Grafica, food e fantasia
“C’è bisogno di qualcosa che si vede ogni giorno, qualcosa che chiunque possa riconoscere. Qualcosa come un barattolo di Campbell’s Soup”
Lo spirito del Pop è riassunto in questa frase che la gallerista Muriel Latow avrebbe detto al promettente Andy Warhol, deciso a rompere con gli schemi tradizionali del fare arte, per andare ben più in là, oltre il readymade di Duchamp e le manipolazioni dei Dada.
Frase che è stata consegnato ai ragazzi del Primo Anno del Master di Grafica Pubblicitaria➤ dopo la visita all’esposizione “Attorno alla Pop Art nella Sonnabend Collection” e che ha prodotto interessanti osservazioni sugli oggetti d’uso quotidiano elevati ad icone, simboli di nuovi valori e sull’aggiornamento del linguaggio artistico con nuovi strumenti di lettura e di espressione. Ecco, in questo primo blog, i commenti di alcuni nostri allievi. Cominciamo con Marta Bobbo e Valeria Dessì.
Pop Art Food
Qual è una delle maggiori caratteristiche della Pop Art? Elevare oggetti comuni ad opere d’arte.
E infatti, uno dei temi trattati dalla Pop Art è il cibo. Non quello sontuoso ed inarrivabile delle classiche nature morte, ma cibo industriale e accessibilissimo, basta allungare una mano e prenderlo dallo scaffale del supermercato, chiunque può farlo: un senzatetto, una casalinga stanca, un riccone… Questa comune possibilità, che tanto entusiasmava Andy Warhol, è in effetti un simbolo “buono” del sogno americano: lo stesso cibo, per tutti.
Com’è quel modo di dire? “Roba che potevo fare pure io”. E in un certo senso è vero: tutti possono scaldare un barattolo della Zuppa Campbell di Warhol (magari togliendola prima dal barattolo, ma c’è gente che salterebbe il passaggio).
La Sliced Bologna (una specie di salume americano chiamato così perché sarebbe simile alla mortadella… sorvoliamo) ritratta da James Rosenquist non va neanche scaldata, basta affettarla e schiaffarla tra due fette di pane.
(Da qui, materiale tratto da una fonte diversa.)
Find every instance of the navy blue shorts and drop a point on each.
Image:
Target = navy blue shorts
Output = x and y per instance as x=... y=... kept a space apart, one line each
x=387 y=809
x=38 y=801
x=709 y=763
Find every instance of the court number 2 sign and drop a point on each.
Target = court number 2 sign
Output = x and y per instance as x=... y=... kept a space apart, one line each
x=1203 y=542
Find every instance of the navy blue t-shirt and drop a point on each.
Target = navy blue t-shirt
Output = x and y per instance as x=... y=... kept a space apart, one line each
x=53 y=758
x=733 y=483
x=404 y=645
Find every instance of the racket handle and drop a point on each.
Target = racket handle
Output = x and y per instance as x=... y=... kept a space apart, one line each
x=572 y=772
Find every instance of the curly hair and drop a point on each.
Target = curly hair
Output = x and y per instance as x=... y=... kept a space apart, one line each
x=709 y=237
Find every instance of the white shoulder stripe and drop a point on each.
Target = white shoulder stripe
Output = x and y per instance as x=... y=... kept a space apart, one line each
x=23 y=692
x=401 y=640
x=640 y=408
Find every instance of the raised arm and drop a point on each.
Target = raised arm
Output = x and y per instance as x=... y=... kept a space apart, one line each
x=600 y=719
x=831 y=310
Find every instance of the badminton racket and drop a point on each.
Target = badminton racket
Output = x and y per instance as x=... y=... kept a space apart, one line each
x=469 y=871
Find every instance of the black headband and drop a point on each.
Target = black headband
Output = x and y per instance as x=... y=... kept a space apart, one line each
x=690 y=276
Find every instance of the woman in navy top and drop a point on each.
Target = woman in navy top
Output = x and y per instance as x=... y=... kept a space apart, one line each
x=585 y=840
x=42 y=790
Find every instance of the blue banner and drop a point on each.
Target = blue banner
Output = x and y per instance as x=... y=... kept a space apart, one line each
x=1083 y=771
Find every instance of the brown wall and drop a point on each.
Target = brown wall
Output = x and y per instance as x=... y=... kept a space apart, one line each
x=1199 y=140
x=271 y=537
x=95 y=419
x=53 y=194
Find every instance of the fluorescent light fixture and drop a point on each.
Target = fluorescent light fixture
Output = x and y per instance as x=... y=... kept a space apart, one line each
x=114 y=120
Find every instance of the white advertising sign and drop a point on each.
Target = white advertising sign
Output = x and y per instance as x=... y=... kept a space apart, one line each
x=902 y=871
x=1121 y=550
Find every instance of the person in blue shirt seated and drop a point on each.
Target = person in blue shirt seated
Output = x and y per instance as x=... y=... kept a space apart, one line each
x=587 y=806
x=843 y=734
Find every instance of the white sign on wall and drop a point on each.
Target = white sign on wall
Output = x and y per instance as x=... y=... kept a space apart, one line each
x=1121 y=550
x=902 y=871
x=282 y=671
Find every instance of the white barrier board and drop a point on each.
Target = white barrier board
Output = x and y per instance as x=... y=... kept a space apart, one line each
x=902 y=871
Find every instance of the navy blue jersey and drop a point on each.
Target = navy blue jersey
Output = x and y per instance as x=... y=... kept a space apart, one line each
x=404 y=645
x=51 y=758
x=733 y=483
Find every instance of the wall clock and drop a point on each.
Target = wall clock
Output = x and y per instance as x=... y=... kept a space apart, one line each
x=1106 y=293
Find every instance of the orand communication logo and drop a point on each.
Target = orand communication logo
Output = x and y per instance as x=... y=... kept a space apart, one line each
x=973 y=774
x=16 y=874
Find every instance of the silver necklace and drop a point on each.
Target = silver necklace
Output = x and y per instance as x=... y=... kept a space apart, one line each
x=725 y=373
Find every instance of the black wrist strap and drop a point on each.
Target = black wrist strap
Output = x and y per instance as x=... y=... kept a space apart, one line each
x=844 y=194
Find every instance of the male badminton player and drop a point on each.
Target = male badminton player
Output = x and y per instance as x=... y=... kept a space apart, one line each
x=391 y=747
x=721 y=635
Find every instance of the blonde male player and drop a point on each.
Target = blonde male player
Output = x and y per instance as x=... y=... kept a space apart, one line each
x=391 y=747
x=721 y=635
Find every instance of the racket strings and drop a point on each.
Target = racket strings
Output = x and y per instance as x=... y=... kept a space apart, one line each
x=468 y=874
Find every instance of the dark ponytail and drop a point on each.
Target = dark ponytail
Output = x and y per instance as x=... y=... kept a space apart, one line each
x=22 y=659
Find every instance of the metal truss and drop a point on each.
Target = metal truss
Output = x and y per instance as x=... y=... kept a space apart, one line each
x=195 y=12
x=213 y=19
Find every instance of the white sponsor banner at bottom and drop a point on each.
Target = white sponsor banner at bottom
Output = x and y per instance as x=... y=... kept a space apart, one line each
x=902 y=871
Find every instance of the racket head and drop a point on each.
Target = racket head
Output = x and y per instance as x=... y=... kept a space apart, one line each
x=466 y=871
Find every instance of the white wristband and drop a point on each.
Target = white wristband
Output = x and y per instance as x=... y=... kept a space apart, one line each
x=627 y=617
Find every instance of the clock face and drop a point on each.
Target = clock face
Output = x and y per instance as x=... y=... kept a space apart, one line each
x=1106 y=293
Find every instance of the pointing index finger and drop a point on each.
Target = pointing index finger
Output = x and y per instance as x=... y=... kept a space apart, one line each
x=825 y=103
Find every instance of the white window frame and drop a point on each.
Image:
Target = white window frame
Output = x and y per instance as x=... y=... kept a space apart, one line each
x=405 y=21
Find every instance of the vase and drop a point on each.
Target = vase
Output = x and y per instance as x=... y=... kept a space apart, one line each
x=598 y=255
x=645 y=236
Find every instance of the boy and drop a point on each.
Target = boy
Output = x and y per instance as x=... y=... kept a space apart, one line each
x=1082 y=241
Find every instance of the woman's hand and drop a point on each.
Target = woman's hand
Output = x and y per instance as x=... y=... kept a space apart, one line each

L’Hot Dog di Roy Lichtenstein non lo devi neanche preparare: puoi comprarlo da un ambulante a qualsiasi angolo di strada, o mentre guardi una partita di football o baseball, altri simboli del sogno americano.
Il tacchino della Still Life #45 di Tom Wesselmann invece richiede più tempo e dedizione, ma ne vale la pena: come rinunciare al rito del Giorno del Ringraziamento, in cui si ringrazia per ciò che si ha? (Salvo calpestarsi a vicenda il giorno dopo, durante i saldi del Black Friday).
Ma se ciò che raffigurano queste opere è comune, non lo è l’idea che le ha generate, ed il modo in cui vengono realizzate: le Campbell’s Soups di Warhol sono serigrafie rivisitate mediante la ripetizione seriale precisissima, i “graffi”, i cambiamenti di colore.
Rosenquist, nato cartellonista pubblicitario, ha pitturato la sua “bologna” in dimensioni enormi, e per di più su una tenda di plastica da macellaio, di quelle “affettate” come la bologna dipinta, così che quando l’osservatore ci passa attraverso (perché questo era l’intento originale) quasi annega in questa saturazione.
L’Hot Dog di Liechtenstein è realizzato con lo smalto di porcellana utilizzato nelle metropolitane, altro simbolo dell’America democratica: ci viaggia il senzatetto, per dormire al caldo, l’uomo d’affari che vuole evitare il traffico, e lo studente che va a scuola.
Il tacchino, gigantesco, “plasticoso” e prepotente come la visione della famigliola felice anni ‘50, Wesselmann lo prende dalle esposizioni dei supermercati americani, unendolo con il suo stile di assemblaggio a colori festosi (o aggressivi?) e a rose fuori tema.
Anche se il cibo Pop Art è da discount, non è scontato. Resta un dubbio a tormentarci: se la Pop Art fosse esplosa adesso, avremmo avuto la Zuppa di Pollo, la Bologna, l’Hot Dog, il tacchino… o sarebbe stato tutto tofu?